With the Season 4 World Finals kicking off in two days, I thought I would visit some of the more under-discussed topics as we head into Groups. While most pundits agree that Group A is pretty much a lock for Samsung White and Edward Gaming, Group B is one of the more interesting in this World finals. The lack of a Korean team means that this group doesn’t have a true favorite. In addition, the group also lacks a wild card and instead features the Taipei Assasins, former host of the Season 2 World Champions and a squad that made a very strong showing at the recent IEM. There’s a lot to talk about in a group like this, but I decided to pick a few storylines that have received relatively little attention in recent coverage.
1. Can Winds defend Taiwan’s honor?
The weakness of the SEA region means that commentators often completely dismiss its teams and players without further consideration.

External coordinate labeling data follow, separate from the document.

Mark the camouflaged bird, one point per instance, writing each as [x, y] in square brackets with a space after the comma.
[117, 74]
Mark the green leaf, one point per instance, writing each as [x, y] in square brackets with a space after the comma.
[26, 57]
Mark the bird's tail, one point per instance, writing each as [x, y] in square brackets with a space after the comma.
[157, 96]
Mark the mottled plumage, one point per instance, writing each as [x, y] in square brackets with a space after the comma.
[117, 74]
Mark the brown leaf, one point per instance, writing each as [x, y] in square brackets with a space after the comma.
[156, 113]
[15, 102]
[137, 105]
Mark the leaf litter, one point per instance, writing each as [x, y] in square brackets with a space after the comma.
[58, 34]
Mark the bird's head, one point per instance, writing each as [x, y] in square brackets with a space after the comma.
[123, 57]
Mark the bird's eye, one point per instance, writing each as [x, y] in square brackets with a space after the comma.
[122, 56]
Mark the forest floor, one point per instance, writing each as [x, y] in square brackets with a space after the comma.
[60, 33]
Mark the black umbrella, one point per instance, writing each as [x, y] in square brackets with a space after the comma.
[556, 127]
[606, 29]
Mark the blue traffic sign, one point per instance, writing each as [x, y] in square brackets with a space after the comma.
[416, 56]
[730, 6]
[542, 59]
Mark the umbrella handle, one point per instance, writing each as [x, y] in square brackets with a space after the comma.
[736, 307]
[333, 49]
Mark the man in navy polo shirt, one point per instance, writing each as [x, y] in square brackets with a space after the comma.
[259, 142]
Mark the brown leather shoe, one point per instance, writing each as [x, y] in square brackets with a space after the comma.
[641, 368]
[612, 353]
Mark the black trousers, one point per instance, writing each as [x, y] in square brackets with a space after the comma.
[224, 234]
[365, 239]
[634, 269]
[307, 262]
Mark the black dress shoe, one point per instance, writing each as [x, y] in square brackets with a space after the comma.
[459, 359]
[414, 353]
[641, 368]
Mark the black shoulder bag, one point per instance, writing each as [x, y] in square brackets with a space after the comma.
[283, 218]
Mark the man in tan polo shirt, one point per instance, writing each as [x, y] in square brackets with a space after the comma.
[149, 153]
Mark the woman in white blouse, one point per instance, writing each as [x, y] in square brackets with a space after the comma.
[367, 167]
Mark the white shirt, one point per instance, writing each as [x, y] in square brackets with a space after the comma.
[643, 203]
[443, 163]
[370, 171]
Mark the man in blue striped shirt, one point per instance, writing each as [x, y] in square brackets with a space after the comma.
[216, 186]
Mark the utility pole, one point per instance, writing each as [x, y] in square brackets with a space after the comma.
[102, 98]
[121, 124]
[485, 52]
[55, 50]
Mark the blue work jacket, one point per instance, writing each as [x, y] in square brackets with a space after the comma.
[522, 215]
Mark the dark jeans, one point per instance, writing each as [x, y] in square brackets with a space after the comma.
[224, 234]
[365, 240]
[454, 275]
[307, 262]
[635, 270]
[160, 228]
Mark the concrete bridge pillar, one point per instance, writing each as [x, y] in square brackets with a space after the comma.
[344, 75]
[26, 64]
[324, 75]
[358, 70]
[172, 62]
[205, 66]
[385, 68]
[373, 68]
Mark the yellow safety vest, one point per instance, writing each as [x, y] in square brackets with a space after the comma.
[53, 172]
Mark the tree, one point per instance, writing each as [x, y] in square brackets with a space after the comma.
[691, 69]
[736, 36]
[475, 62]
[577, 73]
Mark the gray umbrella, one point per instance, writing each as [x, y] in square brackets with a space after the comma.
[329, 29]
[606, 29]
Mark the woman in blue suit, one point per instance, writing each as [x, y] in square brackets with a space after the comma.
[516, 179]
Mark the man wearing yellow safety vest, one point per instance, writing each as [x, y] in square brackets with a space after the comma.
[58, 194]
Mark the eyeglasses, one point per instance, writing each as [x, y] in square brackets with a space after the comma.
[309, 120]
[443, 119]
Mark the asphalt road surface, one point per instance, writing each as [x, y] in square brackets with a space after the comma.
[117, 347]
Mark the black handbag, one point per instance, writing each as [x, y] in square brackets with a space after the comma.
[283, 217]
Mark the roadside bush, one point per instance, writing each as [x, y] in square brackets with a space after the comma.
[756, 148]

The fact that Winds and Westdoor, two of SEA’s finest players, received no attention from Riot’s Top 20 list only furthers SEA’s longstanding role as a regional dark horse. In Season 2, the Taipei Asssassins ran wild in spite of low expectations and ended the tournament as the World Champions. This may not happen this year, but TPA has returned to the world championships with a qualifying squad built around star jungler Winds. It’s already quite interesting for a relative newcoming to shoulder the burdens of a region’s defining franchise, but last morning’s news has added an intense new element.
Recently, SK Gaming’s star jungler Svenskeren was caught changing his summoner name to a racial epithet in a seeming attempt to disparage a Taiwanese fanboy. I don’t think anyone has an idea of what was going through his head at the time and his actions seem bizzare and idiotic.
But in spite of this, I hope that Riot does not suspend him and finds another way to punish his actions, for the sake of this epic matchup: Svenkersen vs. Winds. The racist foreigner vs. the greatest hope of Taiwan. This sounds like the makings of an epic sports movie…but the match is taking place in Taiwan and is the LoL-crazed region’s first time hosting international competition. In one stroke, Winds can both re-establish Taiwan on the world stage and placate Taiwanese fans calling for Svenskeren’s head. I can hear the TPA chants already.
[EDITOR’S NOTE: Svenskeren was suspended for 3 games for inappropriate conduct, but will still get the chance to play against the Taipei Assassins’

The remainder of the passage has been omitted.